Imagine you’re an associate at a consulting firm. You’re surprised to see a new “AI Assist” button appear in your email application one morning. Without any training or guidance from your firm’s IT department, you decide to try it out, asking the AI to draft a response to a client’s inquiry about tax implications for a proposed merger. The AI confidently generates a response that looks professional and well-written, which you quickly review and send. Three days later, your managing partner calls you into their office—the AI cited outdated tax regulations and recommended a structure that would create significant liability for the client. The incident triggers an urgent internal review, revealing that dozens of employees have been using the undisclosed AI feature for weeks, potentially exposing the firm to professional liability and damaging client relationships.

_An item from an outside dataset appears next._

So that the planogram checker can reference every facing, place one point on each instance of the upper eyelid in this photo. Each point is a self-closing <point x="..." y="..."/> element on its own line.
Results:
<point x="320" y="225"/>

This may seem like the plot line of a modern-day Suits episode, but it is a reality that some software vendors have begun quietly embedding generative AI capabilities into their platforms, activating these features without notifying their business customers’ IT administrators. Major software providers have rolled out AI assistants and features through routine platform updates, essentially testing these capabilities on live enterprise data without explicit authorization from their clients. The practice of deploying “hidden AI” extends beyond mere feature releases—some vendors have started incorporating client data into their AI training processes through default settings, requiring organizations to actively discover and disable these features rather than obtaining advance permission. This approach flips traditional enterprise software deployment protocols, where new capabilities typically require administrative approval before activation.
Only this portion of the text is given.